De acordo com Harmers e Blanc (2000) escolas internacionais multilingües apresentam uma metodologia diferenciada e combinam duas, três ou quatro línguas no programa educacional, por exemplo, a Escola Internacional de Bruxelas, que é destinada principalmente a filhos de cidadãos europeus oriundos de diferentes países pertencentes à Comunidade Econômica Européia. Esta escola é dividida em diversos grupos
lingüísticos. As crianças iniciam a educação primária em sua respectiva L1, se esta for francês, alemão, italiano ou inglês. Se a criança tiver como L1 uma língua diferente destas, deve escolher uma delas para iniciar sua educação primária. Numa segunda etapa uma L2 é introduzida. Num estágio posterior, as aulas são organizadas de modo que as quatro línguas possam ser utilizadas como meio de instrução de conteúdos. Além
disso, Harmers e Blanc (2000) salientam que poucas pesquisas foram até então conduzidas com o intuito de investigar as conseqüências da educação bilíngüe em escolas internacionais multilingües, não sendo assim possível concluir no momento se o sucesso dessas escolas deve ser atribuído a seu aspecto multilingual ou a seu caráter elitista.

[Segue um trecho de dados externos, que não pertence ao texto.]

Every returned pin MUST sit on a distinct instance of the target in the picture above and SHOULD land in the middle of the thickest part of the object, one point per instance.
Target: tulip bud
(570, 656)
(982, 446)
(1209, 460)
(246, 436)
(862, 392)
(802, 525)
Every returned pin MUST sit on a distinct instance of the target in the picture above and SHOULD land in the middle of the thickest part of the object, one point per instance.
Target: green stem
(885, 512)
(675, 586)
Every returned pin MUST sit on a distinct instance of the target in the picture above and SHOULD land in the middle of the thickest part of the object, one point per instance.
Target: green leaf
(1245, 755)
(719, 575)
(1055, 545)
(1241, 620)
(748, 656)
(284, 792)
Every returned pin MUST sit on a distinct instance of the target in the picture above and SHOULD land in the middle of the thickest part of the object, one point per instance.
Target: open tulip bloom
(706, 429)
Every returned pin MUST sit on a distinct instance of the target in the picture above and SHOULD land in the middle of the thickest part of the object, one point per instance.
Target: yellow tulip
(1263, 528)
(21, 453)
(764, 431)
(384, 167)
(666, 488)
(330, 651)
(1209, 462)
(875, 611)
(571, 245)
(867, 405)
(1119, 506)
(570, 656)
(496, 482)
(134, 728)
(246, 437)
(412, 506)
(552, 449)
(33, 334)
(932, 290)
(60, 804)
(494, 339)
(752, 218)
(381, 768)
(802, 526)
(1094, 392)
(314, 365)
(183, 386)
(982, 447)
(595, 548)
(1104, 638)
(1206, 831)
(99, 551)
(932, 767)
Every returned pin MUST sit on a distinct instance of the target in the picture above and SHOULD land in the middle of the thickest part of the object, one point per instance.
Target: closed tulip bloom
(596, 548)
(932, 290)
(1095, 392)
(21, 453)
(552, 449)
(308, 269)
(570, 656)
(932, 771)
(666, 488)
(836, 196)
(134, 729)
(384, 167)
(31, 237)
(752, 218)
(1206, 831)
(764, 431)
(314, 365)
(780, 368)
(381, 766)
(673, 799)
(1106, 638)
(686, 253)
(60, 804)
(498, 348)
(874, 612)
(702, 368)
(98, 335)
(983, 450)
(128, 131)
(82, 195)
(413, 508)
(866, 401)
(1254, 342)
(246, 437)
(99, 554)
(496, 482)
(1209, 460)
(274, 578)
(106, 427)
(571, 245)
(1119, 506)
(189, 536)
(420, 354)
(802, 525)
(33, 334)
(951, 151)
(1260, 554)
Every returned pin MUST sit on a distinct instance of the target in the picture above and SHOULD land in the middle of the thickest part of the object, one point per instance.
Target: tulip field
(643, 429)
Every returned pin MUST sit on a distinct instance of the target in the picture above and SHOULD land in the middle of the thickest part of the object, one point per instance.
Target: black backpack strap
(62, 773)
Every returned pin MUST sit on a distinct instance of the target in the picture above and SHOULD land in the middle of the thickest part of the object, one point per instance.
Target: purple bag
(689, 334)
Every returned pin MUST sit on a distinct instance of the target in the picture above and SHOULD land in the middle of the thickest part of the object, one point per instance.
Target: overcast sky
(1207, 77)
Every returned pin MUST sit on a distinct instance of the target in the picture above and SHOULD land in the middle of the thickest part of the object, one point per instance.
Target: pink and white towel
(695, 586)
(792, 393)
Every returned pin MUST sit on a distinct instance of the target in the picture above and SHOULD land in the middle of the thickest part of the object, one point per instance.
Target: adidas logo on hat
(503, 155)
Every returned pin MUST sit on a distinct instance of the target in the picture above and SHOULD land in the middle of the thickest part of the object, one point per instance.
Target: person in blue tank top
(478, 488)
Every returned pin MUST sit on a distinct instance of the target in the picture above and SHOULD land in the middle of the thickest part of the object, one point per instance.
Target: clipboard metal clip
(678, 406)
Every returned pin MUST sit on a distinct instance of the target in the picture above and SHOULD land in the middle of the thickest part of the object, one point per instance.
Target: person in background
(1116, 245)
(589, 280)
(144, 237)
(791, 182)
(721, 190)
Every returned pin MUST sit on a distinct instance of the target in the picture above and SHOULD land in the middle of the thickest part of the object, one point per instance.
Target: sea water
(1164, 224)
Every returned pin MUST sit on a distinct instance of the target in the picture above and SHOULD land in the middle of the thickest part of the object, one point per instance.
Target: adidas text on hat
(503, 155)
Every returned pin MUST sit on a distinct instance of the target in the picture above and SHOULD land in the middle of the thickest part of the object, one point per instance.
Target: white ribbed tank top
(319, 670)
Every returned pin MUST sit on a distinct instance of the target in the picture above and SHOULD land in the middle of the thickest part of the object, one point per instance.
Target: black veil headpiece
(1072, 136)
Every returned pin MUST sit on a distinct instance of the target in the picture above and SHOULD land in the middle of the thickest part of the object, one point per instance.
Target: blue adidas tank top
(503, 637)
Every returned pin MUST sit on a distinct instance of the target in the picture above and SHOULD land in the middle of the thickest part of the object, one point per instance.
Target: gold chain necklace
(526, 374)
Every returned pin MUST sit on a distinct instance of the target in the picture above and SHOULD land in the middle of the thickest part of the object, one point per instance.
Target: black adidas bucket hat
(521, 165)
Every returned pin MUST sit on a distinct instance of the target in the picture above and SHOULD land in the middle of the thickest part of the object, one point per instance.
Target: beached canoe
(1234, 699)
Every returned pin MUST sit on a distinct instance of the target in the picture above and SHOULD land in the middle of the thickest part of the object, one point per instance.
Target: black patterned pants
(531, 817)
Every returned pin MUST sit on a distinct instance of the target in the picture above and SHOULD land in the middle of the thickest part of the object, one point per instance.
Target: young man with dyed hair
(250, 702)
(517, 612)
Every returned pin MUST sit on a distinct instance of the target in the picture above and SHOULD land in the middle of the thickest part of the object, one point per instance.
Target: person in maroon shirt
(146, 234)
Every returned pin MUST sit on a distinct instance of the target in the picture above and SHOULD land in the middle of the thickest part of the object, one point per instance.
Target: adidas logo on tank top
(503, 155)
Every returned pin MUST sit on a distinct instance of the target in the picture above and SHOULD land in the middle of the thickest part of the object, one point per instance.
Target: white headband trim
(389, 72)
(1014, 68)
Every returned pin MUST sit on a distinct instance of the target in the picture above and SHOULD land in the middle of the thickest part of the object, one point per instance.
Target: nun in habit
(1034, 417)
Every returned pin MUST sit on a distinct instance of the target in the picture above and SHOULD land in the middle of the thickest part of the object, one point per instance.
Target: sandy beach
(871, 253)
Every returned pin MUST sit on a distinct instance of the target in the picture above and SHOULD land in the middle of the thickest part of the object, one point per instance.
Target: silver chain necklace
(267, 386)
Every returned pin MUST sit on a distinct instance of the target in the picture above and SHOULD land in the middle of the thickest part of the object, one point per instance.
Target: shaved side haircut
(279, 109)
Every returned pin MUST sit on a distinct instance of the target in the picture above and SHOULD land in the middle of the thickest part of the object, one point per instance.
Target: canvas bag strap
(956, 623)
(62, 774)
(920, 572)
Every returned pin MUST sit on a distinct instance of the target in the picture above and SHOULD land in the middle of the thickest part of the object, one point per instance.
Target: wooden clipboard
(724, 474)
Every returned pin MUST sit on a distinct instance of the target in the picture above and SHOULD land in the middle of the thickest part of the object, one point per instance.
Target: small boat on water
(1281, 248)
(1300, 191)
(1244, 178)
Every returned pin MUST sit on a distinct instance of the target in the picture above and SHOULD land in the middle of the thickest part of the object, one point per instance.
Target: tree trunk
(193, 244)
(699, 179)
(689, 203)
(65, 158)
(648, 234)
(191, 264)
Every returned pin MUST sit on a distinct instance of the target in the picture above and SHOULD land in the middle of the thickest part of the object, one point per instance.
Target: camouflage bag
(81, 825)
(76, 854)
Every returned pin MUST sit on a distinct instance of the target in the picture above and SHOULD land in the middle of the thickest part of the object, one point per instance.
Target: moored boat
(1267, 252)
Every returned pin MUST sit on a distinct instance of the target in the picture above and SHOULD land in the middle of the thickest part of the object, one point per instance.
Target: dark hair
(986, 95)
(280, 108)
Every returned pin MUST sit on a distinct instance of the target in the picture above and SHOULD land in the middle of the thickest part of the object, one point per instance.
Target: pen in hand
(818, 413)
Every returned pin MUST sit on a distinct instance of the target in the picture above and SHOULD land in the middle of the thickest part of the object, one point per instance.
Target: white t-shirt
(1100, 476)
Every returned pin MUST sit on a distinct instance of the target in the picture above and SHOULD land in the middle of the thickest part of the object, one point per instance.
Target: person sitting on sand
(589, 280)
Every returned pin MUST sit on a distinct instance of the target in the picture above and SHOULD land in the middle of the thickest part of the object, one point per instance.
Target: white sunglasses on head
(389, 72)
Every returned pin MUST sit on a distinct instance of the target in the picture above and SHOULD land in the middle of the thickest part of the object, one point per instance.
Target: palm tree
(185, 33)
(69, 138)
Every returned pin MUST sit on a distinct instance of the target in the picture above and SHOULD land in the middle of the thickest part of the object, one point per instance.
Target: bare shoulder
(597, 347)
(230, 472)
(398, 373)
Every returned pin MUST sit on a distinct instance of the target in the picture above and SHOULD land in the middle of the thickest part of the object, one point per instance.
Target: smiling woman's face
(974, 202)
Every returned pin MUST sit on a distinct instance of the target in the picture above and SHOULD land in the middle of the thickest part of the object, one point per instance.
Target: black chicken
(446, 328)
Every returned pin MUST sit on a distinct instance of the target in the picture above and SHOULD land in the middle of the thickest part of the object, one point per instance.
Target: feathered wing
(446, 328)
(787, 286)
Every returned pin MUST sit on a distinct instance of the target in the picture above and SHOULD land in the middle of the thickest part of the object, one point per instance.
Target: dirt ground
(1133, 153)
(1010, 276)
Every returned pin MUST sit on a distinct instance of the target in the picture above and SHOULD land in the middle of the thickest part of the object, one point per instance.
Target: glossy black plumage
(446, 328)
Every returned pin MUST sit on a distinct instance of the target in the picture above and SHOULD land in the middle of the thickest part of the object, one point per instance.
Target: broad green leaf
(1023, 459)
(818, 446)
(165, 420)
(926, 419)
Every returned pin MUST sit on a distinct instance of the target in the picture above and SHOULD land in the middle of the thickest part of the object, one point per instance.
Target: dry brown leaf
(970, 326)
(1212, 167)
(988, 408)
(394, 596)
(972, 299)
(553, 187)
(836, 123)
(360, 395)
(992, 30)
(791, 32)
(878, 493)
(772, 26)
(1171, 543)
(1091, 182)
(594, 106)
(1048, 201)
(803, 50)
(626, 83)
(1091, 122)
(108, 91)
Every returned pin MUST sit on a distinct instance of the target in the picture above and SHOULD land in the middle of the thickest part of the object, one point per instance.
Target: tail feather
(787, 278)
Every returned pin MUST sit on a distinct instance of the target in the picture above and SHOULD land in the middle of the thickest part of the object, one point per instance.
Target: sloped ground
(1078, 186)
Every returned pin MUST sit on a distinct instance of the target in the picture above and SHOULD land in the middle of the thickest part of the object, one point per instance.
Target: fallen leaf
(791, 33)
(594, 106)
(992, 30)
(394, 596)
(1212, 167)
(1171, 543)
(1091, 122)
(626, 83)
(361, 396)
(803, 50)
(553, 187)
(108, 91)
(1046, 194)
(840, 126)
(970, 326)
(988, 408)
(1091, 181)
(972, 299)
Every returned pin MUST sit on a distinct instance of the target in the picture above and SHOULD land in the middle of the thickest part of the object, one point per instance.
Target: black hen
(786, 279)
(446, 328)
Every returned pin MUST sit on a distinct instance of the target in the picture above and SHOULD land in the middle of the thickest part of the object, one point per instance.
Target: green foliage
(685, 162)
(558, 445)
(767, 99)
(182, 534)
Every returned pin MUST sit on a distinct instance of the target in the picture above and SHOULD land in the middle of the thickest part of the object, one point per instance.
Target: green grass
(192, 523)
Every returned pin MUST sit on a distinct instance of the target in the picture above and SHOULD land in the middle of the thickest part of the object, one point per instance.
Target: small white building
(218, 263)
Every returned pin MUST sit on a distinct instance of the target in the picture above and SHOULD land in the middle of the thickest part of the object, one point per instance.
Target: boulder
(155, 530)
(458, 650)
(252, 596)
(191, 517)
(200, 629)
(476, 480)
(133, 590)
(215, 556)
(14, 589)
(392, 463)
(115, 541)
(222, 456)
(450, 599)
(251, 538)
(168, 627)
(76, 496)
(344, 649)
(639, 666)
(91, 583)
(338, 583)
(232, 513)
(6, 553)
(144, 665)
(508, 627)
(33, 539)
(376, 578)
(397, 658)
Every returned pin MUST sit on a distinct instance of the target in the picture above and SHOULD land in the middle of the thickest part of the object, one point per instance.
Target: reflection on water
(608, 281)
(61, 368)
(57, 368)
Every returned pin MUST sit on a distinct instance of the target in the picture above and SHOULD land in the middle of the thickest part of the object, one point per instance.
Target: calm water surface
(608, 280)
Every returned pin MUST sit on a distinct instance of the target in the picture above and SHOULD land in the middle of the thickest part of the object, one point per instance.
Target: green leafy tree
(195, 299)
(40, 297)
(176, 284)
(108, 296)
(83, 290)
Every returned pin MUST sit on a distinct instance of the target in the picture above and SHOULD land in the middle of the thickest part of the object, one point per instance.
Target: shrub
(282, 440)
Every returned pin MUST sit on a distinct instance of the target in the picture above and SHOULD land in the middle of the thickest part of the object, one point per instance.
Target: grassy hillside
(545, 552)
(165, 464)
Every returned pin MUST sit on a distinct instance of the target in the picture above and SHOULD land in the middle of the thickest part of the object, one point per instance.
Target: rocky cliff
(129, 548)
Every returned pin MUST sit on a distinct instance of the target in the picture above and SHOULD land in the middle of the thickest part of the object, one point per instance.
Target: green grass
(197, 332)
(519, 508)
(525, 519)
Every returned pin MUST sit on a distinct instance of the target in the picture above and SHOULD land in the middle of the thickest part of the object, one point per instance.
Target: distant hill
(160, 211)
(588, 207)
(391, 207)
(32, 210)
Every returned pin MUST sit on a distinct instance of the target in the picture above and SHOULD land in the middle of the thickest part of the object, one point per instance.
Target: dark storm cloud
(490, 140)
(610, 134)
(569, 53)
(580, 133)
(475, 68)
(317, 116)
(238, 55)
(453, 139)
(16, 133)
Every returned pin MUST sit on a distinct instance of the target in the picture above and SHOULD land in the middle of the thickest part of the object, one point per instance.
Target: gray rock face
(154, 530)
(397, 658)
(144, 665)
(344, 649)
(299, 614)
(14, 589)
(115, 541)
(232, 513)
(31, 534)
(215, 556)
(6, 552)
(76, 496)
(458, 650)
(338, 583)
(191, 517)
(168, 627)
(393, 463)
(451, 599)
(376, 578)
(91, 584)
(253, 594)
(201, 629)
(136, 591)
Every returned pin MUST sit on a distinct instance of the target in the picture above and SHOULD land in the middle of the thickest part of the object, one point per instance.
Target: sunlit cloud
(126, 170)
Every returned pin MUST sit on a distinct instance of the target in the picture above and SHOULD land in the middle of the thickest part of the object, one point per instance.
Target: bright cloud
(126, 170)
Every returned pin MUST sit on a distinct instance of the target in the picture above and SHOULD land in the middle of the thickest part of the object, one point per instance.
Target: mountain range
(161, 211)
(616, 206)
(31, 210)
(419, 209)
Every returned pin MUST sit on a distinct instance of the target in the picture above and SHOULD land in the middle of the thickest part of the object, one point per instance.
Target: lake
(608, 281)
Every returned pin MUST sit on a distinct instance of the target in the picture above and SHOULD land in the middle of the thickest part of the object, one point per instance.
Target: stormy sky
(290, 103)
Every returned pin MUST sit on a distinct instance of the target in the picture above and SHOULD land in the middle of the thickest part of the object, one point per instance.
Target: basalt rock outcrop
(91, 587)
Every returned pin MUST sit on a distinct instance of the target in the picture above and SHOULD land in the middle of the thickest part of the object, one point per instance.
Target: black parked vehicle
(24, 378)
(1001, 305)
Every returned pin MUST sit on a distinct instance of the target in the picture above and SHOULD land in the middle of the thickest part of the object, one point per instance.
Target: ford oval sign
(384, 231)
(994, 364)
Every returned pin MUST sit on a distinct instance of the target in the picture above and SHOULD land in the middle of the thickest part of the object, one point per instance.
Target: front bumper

O outro modelo de educação bilíngüe descrito por Harmers e Blanc (2000) é denominado imersão. De acordo com eles, imersão significa simplesmente que um grupo de crianças falantes de uma certa L1 recebe toda ou parte da instrução escolar através de uma L2. Grosjean (1982) afirma que em programas de imersão, embora as crianças sejam primeiramente instruídas em uma segunda língua, a língua nativa da criança é introduzida no contexto escolar gradativamente até tornar-se um segundo meio de instrução. Harmers e Blanc esclarecem que os programas de imersão estão baseados em duas hipóteses. A primeira delas é que a L2 é aprendida de modo equivalente ao aprendizado da L1 e a segunda hipótese é a de que a língua é aprendida de modo mais
eficaz em um contexto estimulante, que aprimore as funções da língua, expondo as crianças a formas naturais da mesma.
Ainda de acordo com Harmers e Blanc (2000), existem três tipos de imersão. O primeiro deles, denominado Imersão Inicial Total25, estabelece que toda a instrução dada antes da escola infantil (no Brasil: pré-primário, jardim da infância e maternal) deve ser realizada na L2, o que acontece também nos primeiros dois anos da educação primária, quando as crianças são alfabetizadas nesta L2. A L1 é introduzida gradualmente a partir, aproximadamente, do terceiro ano primário até que o tempo destinado à instrução na L2 seja equivalente ao tempo destinado a L1. O segundo tipo de imersão é conhecido como Imersão Inicial Parcial e difere do primeiro tipo descrito acima, porque as duas línguas são utilizadas como meio de instrução desde o início da vida escolar. Nesse tipo de imersão, o uso relativo de ambas as línguas varia de programa para programa. O terceiro tipo é a Imersão Tardia, designada a alunos do Ensino Médio que receberam, até o momento, instrução tradicional na L2. No primeiro ano do Ensino Médio, 85% das aulas são ministradas na L2 e durante os anos seguintes, o aluno pode escolher e freqüentar 40% das aulas ministradas na L2. No Brasil, a educação bilíngüe para crianças do grupo dominante conquista cada vez mais seu espaço. Segundo a OEBI (Organização das Escolas Bilíngües de São Paulo), a procura pelas escolas bilíngües cresce consideravelmente. Em São Paulo, há
cerca de 25 estabelecimentos da categoria, com estimativa de 2.800 alunos. Há quatro anos, estimava-se que, em todo o Brasil, 25 mil estudantes da pré-escola ao Ensino Médio freqüentassem escolas de ensino bilíngüe.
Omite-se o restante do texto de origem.